Mas a cidadania é muito mais do que isso, é o poder e o direito de intervir no domínio da coisa pública, na decisão sobre o que envolve o interesse comum, o que respeita a uma comunidade reunida em torno de um conjunto de objetivos e propósitos que, nas sociedades modernas, são de uma variedade inesgotável desde os utilizadores de um serviço público aos residentes de um bairro social, passando por um sindicato ou uma organização de direitos LGBT, por exemplo. A cidadania constrói a democracia participativa, sem a qual, a democracia representativa se esgota nos seus limites.

O movimento "Que se lixe a troika" - organizador das manifestações de 15 Setembro do ano passado e de 2 de Março deste ano, associando dezenas de movimentos sociais muito diferentes - é uma expressão muito atual da intervenção política que nasce do exercício da cidadania. A dimensão social da cidadania responde e dá sentido ao dever de intervir na comunidade e, sobretudo, a favor dos segmentos mais desprotegidos, mais frágeis, da sociedade. Não concebo o exercício cidadão desligado desta responsabilidade dos cidadãos. 
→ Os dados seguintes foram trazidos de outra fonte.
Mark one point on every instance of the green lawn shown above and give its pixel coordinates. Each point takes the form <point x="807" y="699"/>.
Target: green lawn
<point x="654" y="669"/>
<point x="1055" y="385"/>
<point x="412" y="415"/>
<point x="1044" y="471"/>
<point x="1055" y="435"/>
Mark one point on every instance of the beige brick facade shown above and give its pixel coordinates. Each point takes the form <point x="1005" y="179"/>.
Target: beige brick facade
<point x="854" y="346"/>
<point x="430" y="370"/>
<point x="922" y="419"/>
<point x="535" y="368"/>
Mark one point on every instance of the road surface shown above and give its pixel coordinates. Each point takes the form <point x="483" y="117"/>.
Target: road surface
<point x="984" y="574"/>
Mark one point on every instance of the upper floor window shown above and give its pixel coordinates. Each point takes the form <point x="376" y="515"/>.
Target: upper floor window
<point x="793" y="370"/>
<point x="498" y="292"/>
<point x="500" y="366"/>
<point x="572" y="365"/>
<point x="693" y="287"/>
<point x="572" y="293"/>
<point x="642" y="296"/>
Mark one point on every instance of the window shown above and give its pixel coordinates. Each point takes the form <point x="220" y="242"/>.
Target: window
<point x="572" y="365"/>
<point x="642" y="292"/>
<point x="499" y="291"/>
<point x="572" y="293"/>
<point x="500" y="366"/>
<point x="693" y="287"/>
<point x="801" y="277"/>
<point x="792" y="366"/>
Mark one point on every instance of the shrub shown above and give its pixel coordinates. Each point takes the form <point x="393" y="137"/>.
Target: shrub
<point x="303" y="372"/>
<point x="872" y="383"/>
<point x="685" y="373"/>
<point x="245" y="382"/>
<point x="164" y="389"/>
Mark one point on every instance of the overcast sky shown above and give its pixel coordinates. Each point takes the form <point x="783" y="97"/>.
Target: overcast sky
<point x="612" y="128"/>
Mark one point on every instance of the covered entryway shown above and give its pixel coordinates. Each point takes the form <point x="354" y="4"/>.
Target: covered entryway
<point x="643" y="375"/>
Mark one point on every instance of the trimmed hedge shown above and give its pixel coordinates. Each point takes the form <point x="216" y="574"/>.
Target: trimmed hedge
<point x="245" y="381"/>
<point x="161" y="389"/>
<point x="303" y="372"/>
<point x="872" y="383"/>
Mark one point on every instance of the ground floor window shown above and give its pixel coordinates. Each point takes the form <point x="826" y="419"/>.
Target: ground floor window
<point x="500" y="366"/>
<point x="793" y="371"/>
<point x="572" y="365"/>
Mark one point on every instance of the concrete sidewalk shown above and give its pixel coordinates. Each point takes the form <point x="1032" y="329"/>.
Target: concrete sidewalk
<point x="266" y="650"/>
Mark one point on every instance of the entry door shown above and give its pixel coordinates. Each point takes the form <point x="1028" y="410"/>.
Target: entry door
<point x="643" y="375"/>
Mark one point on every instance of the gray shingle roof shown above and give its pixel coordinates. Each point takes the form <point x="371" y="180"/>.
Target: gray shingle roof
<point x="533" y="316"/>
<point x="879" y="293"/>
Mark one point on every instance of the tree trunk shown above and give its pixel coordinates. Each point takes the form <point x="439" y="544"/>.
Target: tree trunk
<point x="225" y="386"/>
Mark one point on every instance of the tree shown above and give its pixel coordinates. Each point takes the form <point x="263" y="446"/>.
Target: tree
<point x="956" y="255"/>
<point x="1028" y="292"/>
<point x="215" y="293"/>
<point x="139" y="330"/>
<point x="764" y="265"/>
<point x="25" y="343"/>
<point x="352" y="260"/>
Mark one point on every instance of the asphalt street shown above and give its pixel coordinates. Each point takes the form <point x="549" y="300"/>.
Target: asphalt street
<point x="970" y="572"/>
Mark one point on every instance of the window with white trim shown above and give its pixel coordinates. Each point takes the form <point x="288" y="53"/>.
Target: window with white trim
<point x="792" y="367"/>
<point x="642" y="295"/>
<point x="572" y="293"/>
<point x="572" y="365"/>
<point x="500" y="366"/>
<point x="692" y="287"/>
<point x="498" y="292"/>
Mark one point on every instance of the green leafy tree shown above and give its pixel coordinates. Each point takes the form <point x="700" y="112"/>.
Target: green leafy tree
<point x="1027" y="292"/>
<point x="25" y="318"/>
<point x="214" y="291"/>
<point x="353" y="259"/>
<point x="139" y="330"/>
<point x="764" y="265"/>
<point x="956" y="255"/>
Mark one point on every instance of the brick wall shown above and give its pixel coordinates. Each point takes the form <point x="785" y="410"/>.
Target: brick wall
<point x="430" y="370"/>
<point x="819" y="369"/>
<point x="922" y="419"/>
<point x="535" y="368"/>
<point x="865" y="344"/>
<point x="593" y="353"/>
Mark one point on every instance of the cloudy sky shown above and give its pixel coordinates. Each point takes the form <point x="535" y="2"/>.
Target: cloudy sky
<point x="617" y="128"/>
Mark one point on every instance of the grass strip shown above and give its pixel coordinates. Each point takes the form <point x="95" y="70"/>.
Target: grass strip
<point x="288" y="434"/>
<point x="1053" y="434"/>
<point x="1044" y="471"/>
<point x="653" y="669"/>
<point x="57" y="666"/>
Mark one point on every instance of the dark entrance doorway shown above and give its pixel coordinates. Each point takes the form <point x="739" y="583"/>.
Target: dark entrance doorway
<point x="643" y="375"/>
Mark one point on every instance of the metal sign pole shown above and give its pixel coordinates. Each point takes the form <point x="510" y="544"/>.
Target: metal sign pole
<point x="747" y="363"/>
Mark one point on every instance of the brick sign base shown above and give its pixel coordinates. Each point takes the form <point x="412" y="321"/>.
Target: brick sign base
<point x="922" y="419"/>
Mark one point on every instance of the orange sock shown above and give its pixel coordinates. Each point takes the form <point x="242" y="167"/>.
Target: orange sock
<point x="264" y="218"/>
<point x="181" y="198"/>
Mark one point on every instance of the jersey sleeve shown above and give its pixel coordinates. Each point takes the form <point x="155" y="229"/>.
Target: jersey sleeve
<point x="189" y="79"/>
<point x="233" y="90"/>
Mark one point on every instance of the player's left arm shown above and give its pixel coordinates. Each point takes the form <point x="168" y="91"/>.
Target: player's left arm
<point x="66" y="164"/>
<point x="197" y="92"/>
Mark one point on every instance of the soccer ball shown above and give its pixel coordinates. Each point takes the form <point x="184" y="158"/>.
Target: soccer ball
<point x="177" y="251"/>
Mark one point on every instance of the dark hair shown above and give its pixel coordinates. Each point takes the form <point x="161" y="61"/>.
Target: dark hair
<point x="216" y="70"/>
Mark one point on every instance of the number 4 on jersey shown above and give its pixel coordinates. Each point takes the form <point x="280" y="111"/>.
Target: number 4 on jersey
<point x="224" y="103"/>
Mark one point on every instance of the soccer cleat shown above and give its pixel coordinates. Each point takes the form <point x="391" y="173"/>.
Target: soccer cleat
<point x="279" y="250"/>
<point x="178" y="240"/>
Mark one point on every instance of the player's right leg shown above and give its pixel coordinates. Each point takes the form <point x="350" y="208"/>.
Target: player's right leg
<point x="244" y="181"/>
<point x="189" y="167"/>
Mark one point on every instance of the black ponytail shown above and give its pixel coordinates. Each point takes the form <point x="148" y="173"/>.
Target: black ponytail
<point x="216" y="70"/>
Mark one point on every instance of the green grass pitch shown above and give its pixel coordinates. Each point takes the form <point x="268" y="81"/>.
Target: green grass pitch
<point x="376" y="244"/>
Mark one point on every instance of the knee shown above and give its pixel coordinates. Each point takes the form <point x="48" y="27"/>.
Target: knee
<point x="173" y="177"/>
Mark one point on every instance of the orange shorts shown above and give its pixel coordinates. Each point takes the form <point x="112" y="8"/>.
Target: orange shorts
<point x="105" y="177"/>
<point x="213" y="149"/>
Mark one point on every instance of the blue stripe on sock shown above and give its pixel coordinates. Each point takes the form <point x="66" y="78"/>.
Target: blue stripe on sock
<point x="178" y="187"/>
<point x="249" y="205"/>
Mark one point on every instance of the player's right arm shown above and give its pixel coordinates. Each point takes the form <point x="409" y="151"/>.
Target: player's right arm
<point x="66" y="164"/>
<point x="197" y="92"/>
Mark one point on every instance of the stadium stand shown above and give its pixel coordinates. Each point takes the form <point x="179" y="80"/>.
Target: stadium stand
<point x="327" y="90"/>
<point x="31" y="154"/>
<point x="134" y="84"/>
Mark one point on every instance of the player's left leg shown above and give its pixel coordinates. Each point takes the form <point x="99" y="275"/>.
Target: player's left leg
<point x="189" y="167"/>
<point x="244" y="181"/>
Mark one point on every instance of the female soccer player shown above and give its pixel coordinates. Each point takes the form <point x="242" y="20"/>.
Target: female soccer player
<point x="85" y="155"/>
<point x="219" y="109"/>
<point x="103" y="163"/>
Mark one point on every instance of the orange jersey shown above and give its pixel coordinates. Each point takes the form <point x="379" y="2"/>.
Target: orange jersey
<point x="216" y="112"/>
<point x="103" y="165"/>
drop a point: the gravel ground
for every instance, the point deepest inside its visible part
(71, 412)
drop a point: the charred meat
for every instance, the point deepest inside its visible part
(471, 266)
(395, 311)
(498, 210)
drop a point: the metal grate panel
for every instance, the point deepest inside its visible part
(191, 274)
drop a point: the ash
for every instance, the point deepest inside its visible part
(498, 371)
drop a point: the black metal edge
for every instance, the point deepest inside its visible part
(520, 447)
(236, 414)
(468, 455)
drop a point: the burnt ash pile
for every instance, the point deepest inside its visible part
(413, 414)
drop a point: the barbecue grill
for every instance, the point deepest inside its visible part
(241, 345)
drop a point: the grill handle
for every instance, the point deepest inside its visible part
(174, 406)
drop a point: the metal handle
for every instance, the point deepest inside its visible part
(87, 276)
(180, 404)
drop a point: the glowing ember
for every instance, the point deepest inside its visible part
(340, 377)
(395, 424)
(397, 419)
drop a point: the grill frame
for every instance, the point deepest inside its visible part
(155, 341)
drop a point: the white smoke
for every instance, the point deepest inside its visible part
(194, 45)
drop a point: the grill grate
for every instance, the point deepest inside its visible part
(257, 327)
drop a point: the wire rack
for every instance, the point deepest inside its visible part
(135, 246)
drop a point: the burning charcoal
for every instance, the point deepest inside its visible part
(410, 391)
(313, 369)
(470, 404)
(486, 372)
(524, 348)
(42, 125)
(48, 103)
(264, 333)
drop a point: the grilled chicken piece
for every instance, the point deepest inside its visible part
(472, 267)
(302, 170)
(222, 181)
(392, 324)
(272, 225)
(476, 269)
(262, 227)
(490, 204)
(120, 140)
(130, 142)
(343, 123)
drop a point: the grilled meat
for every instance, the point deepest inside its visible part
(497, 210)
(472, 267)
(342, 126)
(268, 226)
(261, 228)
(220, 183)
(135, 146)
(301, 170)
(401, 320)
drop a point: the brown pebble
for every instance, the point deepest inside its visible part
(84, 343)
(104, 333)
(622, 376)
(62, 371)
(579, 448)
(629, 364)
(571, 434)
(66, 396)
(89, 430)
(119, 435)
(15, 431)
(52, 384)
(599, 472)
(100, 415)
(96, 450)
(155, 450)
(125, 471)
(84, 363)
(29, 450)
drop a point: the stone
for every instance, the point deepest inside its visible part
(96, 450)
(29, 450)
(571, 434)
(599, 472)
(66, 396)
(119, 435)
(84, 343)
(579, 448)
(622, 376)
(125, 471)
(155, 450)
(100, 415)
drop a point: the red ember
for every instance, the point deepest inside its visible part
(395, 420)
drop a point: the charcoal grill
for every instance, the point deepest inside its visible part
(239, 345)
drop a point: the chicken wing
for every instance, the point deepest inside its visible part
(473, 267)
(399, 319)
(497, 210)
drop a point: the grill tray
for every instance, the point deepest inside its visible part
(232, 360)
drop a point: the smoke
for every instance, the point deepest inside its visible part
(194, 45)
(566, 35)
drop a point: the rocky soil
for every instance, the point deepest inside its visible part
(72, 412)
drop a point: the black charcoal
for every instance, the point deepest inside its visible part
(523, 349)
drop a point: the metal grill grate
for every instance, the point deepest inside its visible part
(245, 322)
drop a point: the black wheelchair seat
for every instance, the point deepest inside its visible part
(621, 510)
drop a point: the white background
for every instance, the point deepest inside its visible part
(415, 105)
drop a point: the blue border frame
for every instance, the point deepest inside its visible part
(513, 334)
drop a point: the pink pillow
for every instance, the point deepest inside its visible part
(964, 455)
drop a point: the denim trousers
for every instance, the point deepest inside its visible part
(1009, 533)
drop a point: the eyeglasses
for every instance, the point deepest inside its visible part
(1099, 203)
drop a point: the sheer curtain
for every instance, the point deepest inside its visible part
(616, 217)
O exercício da cidadania também não pode ser encarado como desligado da liberdade de expressão individual e coletiva, antes estão intimamente ligados e são inter-dependentes. Nesta medida entendo que os meios de comunicação social e mais recentemente a expressão de ideias através da internet e das redes socias servem para alargar as práticas cidadãs, na medida em que alargam a informação, aumentam a participação e facilitam a comunicação dos cidadãos entre si. As redes sociais vieram contribuir para democratizar a comunicação e nessa medida ampliar a expressão da cidadania a vários níveis."